Prove that there is a unique Sylow $11$-subgroup of $G$, and consider the action of $G$ on the Sylow $11$-subgroup by conjugation.
Check out the post “Sylow’s Theorem (summary)” for a review of Sylow’s theorem.
Proof.
We first claim that there is a unique Sylow $11$-subgroup of $G$.
Let $n_{11}$ be the number of Sylow $11$-subgroups in $G$.
By Sylow’s theorem, we know that
\begin{align*}
&n_{11}\equiv 1 \pmod{11}\\
&n_{11}|21.
\end{align*}
By the first condition, $n_{11}=1, 12, 23 \cdots$ and only $n_{11}=1$ divides $21$.

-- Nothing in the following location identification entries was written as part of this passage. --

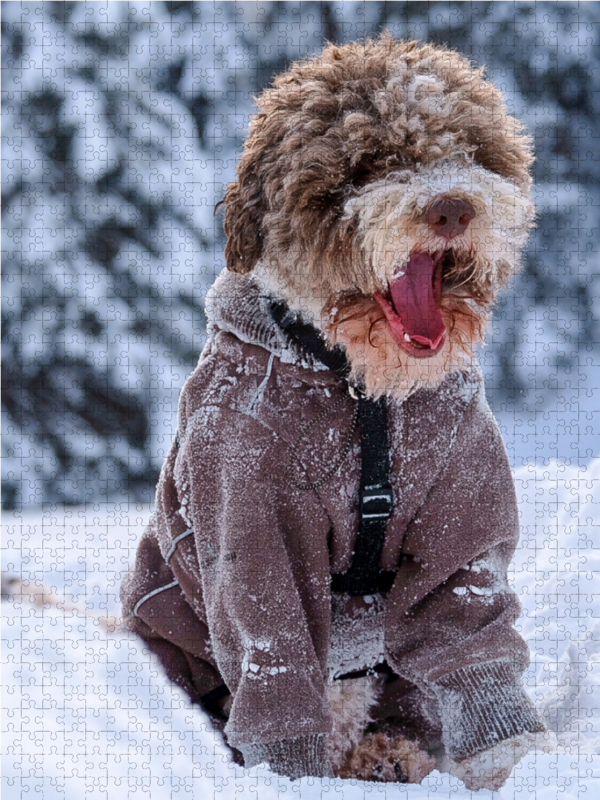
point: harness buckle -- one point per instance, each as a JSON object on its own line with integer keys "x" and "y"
{"x": 376, "y": 502}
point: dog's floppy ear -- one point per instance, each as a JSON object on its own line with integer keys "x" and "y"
{"x": 244, "y": 211}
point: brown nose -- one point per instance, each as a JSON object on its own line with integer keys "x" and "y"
{"x": 450, "y": 218}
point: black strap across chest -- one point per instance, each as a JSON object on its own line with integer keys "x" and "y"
{"x": 376, "y": 502}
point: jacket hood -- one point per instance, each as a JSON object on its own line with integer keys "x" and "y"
{"x": 236, "y": 304}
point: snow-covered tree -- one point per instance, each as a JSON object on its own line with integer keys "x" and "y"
{"x": 122, "y": 124}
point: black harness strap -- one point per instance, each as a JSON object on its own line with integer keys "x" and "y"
{"x": 376, "y": 504}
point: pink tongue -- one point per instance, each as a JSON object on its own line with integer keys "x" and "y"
{"x": 415, "y": 297}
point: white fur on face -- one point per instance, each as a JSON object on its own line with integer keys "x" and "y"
{"x": 391, "y": 223}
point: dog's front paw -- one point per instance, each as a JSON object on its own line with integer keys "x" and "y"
{"x": 491, "y": 768}
{"x": 382, "y": 758}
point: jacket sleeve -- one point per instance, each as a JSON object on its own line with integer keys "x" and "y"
{"x": 452, "y": 607}
{"x": 228, "y": 476}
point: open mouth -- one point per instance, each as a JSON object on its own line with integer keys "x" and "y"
{"x": 413, "y": 305}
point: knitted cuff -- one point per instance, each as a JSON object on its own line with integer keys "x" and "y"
{"x": 482, "y": 705}
{"x": 294, "y": 758}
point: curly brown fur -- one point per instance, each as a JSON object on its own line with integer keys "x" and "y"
{"x": 339, "y": 121}
{"x": 347, "y": 157}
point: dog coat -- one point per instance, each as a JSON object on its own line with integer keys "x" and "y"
{"x": 256, "y": 507}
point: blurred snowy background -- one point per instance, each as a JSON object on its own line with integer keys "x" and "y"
{"x": 122, "y": 125}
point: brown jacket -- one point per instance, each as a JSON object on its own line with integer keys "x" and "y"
{"x": 232, "y": 579}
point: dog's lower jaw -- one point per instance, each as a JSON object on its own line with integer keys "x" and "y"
{"x": 380, "y": 367}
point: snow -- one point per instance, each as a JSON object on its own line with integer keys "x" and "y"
{"x": 90, "y": 715}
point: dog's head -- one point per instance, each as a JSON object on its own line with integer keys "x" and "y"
{"x": 385, "y": 192}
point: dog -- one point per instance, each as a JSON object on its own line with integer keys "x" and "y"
{"x": 383, "y": 199}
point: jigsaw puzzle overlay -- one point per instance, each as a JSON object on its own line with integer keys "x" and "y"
{"x": 123, "y": 124}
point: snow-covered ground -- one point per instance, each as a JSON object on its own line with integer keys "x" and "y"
{"x": 88, "y": 714}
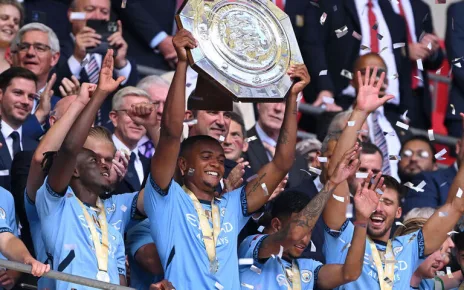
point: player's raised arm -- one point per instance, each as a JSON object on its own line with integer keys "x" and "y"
{"x": 164, "y": 161}
{"x": 302, "y": 223}
{"x": 65, "y": 161}
{"x": 259, "y": 190}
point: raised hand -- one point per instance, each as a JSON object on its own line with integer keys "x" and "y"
{"x": 368, "y": 99}
{"x": 347, "y": 165}
{"x": 106, "y": 82}
{"x": 182, "y": 41}
{"x": 298, "y": 73}
{"x": 144, "y": 114}
{"x": 366, "y": 198}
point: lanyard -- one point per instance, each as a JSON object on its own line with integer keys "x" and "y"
{"x": 101, "y": 249}
{"x": 209, "y": 235}
{"x": 385, "y": 277}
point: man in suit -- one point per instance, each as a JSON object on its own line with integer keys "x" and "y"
{"x": 423, "y": 45}
{"x": 37, "y": 48}
{"x": 85, "y": 66}
{"x": 18, "y": 89}
{"x": 149, "y": 34}
{"x": 359, "y": 27}
{"x": 454, "y": 50}
{"x": 126, "y": 137}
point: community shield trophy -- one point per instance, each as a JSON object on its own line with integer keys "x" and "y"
{"x": 245, "y": 49}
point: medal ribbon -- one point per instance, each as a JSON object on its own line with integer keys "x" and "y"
{"x": 101, "y": 249}
{"x": 209, "y": 235}
{"x": 389, "y": 267}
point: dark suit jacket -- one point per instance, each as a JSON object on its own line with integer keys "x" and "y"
{"x": 328, "y": 52}
{"x": 435, "y": 191}
{"x": 28, "y": 143}
{"x": 142, "y": 21}
{"x": 454, "y": 49}
{"x": 131, "y": 182}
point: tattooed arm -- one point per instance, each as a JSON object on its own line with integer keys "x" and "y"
{"x": 301, "y": 223}
{"x": 259, "y": 190}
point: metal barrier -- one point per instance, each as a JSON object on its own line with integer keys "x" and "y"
{"x": 63, "y": 276}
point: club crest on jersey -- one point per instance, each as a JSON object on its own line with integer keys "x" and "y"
{"x": 306, "y": 276}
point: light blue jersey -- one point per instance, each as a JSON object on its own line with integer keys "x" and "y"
{"x": 137, "y": 237}
{"x": 176, "y": 232}
{"x": 68, "y": 239}
{"x": 7, "y": 214}
{"x": 272, "y": 274}
{"x": 408, "y": 251}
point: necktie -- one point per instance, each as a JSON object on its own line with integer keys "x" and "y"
{"x": 372, "y": 24}
{"x": 16, "y": 142}
{"x": 147, "y": 149}
{"x": 280, "y": 4}
{"x": 414, "y": 69}
{"x": 381, "y": 142}
{"x": 93, "y": 70}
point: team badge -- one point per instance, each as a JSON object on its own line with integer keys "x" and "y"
{"x": 306, "y": 276}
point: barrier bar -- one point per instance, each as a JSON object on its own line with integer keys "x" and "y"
{"x": 63, "y": 276}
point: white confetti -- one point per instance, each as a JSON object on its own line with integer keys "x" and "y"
{"x": 323, "y": 18}
{"x": 459, "y": 193}
{"x": 245, "y": 261}
{"x": 402, "y": 125}
{"x": 420, "y": 66}
{"x": 361, "y": 174}
{"x": 339, "y": 198}
{"x": 219, "y": 286}
{"x": 431, "y": 136}
{"x": 439, "y": 155}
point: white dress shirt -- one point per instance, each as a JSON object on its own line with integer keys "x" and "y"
{"x": 265, "y": 138}
{"x": 393, "y": 142}
{"x": 137, "y": 163}
{"x": 387, "y": 54}
{"x": 6, "y": 132}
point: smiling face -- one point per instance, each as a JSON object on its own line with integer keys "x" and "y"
{"x": 10, "y": 17}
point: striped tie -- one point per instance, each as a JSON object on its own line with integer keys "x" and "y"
{"x": 381, "y": 142}
{"x": 93, "y": 70}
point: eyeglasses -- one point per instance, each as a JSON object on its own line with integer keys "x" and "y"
{"x": 420, "y": 153}
{"x": 38, "y": 47}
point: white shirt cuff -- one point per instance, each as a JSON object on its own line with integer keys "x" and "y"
{"x": 158, "y": 39}
{"x": 125, "y": 72}
{"x": 74, "y": 66}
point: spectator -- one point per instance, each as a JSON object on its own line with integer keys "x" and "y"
{"x": 417, "y": 156}
{"x": 381, "y": 131}
{"x": 127, "y": 135}
{"x": 454, "y": 51}
{"x": 37, "y": 49}
{"x": 235, "y": 144}
{"x": 157, "y": 88}
{"x": 11, "y": 18}
{"x": 424, "y": 46}
{"x": 18, "y": 90}
{"x": 370, "y": 161}
{"x": 150, "y": 40}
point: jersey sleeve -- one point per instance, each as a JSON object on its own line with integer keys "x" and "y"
{"x": 337, "y": 243}
{"x": 47, "y": 201}
{"x": 239, "y": 202}
{"x": 249, "y": 248}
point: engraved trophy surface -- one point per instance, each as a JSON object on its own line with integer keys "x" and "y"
{"x": 245, "y": 47}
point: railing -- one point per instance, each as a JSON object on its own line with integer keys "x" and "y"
{"x": 63, "y": 276}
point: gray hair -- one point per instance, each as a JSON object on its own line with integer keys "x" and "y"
{"x": 52, "y": 38}
{"x": 423, "y": 212}
{"x": 117, "y": 101}
{"x": 339, "y": 121}
{"x": 152, "y": 81}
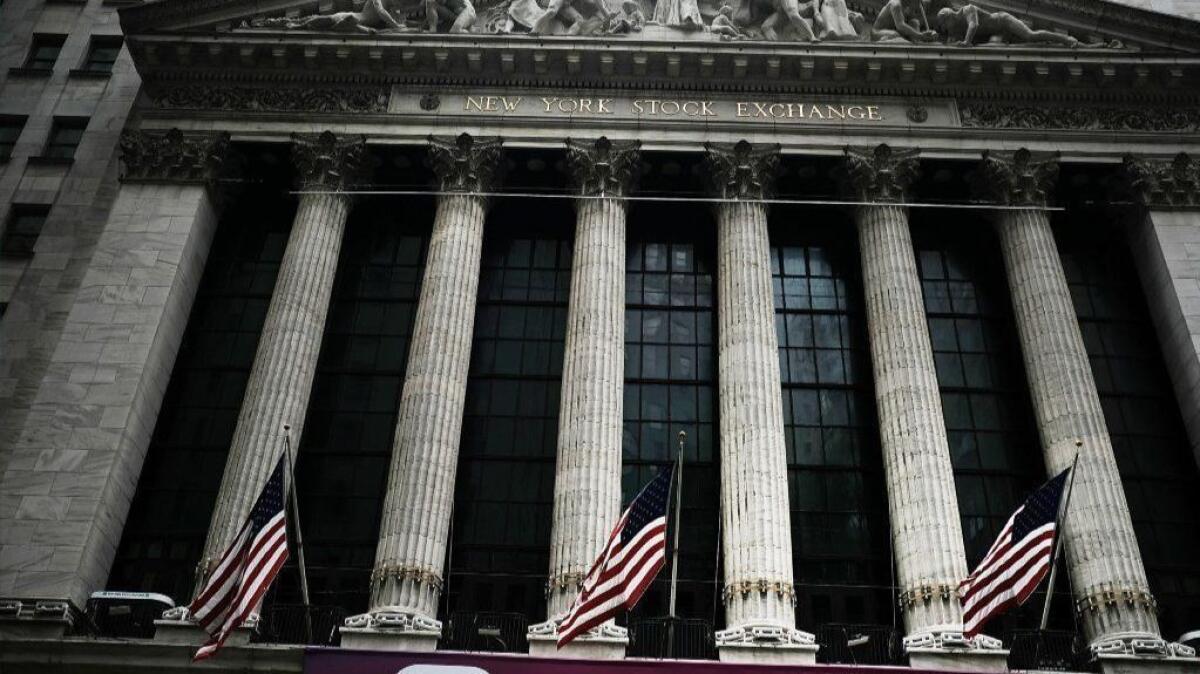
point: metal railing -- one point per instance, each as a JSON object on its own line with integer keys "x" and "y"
{"x": 858, "y": 644}
{"x": 675, "y": 638}
{"x": 1048, "y": 650}
{"x": 486, "y": 631}
{"x": 291, "y": 624}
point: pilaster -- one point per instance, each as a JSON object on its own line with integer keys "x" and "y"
{"x": 76, "y": 464}
{"x": 1165, "y": 241}
{"x": 1113, "y": 599}
{"x": 927, "y": 531}
{"x": 414, "y": 531}
{"x": 759, "y": 593}
{"x": 587, "y": 481}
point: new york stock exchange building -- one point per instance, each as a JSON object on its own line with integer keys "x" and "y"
{"x": 876, "y": 269}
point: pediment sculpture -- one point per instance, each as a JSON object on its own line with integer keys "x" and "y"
{"x": 912, "y": 22}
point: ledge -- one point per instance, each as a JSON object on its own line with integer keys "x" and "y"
{"x": 84, "y": 73}
{"x": 21, "y": 71}
{"x": 42, "y": 161}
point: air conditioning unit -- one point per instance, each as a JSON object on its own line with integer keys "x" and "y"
{"x": 129, "y": 615}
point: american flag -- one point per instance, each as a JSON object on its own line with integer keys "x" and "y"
{"x": 1017, "y": 561}
{"x": 246, "y": 570}
{"x": 633, "y": 557}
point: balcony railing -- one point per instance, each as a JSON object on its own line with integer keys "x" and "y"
{"x": 292, "y": 624}
{"x": 490, "y": 632}
{"x": 1047, "y": 650}
{"x": 858, "y": 644}
{"x": 673, "y": 638}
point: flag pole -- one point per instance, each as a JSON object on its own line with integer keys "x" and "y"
{"x": 1057, "y": 539}
{"x": 675, "y": 543}
{"x": 295, "y": 523}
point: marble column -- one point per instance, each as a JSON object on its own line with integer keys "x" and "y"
{"x": 587, "y": 479}
{"x": 1165, "y": 240}
{"x": 927, "y": 531}
{"x": 286, "y": 360}
{"x": 414, "y": 533}
{"x": 760, "y": 597}
{"x": 1104, "y": 565}
{"x": 70, "y": 477}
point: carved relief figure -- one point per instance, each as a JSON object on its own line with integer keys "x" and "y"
{"x": 900, "y": 20}
{"x": 629, "y": 19}
{"x": 792, "y": 14}
{"x": 724, "y": 26}
{"x": 460, "y": 13}
{"x": 969, "y": 24}
{"x": 373, "y": 17}
{"x": 678, "y": 13}
{"x": 838, "y": 22}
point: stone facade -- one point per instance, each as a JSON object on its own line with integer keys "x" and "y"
{"x": 96, "y": 316}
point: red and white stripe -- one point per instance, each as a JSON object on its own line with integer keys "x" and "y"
{"x": 1007, "y": 576}
{"x": 618, "y": 578}
{"x": 241, "y": 577}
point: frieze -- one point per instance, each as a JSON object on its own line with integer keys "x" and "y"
{"x": 1083, "y": 118}
{"x": 273, "y": 98}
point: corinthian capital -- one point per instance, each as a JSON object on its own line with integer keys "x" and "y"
{"x": 463, "y": 163}
{"x": 742, "y": 170}
{"x": 1017, "y": 179}
{"x": 604, "y": 168}
{"x": 172, "y": 156}
{"x": 880, "y": 173}
{"x": 1164, "y": 184}
{"x": 328, "y": 162}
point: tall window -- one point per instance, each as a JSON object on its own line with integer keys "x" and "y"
{"x": 168, "y": 521}
{"x": 45, "y": 52}
{"x": 671, "y": 386}
{"x": 10, "y": 131}
{"x": 1159, "y": 474}
{"x": 834, "y": 468}
{"x": 102, "y": 53}
{"x": 505, "y": 482}
{"x": 985, "y": 402}
{"x": 345, "y": 456}
{"x": 65, "y": 137}
{"x": 21, "y": 233}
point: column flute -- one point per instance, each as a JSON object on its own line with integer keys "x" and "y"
{"x": 1109, "y": 582}
{"x": 413, "y": 535}
{"x": 760, "y": 596}
{"x": 587, "y": 481}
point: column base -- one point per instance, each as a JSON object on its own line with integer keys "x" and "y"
{"x": 766, "y": 644}
{"x": 36, "y": 619}
{"x": 1145, "y": 655}
{"x": 391, "y": 630}
{"x": 953, "y": 651}
{"x": 177, "y": 627}
{"x": 606, "y": 642}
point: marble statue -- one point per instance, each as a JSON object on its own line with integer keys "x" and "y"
{"x": 373, "y": 17}
{"x": 683, "y": 14}
{"x": 460, "y": 13}
{"x": 969, "y": 25}
{"x": 723, "y": 24}
{"x": 793, "y": 14}
{"x": 838, "y": 22}
{"x": 629, "y": 19}
{"x": 901, "y": 20}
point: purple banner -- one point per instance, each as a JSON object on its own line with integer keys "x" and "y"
{"x": 341, "y": 661}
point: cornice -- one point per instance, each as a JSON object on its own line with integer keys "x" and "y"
{"x": 1012, "y": 73}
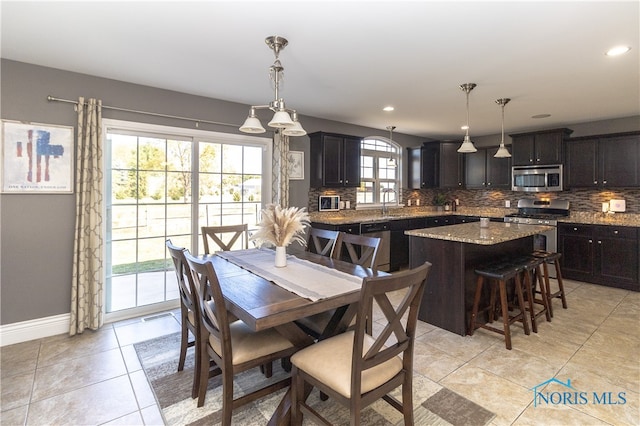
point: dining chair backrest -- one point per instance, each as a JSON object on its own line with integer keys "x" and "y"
{"x": 224, "y": 237}
{"x": 183, "y": 276}
{"x": 361, "y": 250}
{"x": 210, "y": 302}
{"x": 322, "y": 241}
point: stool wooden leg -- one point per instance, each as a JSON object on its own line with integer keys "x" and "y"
{"x": 560, "y": 284}
{"x": 544, "y": 291}
{"x": 531, "y": 300}
{"x": 505, "y": 313}
{"x": 547, "y": 286}
{"x": 523, "y": 310}
{"x": 476, "y": 302}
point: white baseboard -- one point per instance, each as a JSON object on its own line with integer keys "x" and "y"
{"x": 34, "y": 329}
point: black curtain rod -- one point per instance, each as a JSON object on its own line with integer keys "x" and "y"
{"x": 155, "y": 114}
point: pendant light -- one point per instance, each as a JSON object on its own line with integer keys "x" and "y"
{"x": 289, "y": 124}
{"x": 467, "y": 145}
{"x": 391, "y": 162}
{"x": 502, "y": 152}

Thus, we have $n_{11}=1$ and there is only one Sylow $11$-subgroup $P_{11}$ in $G$, and hence it is normal in $G$.
Now we consider the action of $G$ on the normal subgroup $P_{11}$ given by conjugation.
The action induces the permutation representation homomorphism
\[\psi:G\to \Aut(P_{11}),\]
where $\Aut(P_{11})$ is the automorphism group of $P_{11}$.
Note that $P_{11}$ is a group of order $11$, hence it is isomorphic to the cyclic group $\Zmod{11}$.
Recall that
\[\Aut(\Zmod{11})\cong (\Zmod{11})^{\times}\cong \Zmod{10}.\]
The first isomorphism theorem gives
\begin{align*}
G/\ker(\psi) \cong \im(\psi) < \Aut(P_{11})\cong \Zmod{10}.
\end{align*}
Hence the order of $G/\ker(\psi)$ must be a divisor of $10$.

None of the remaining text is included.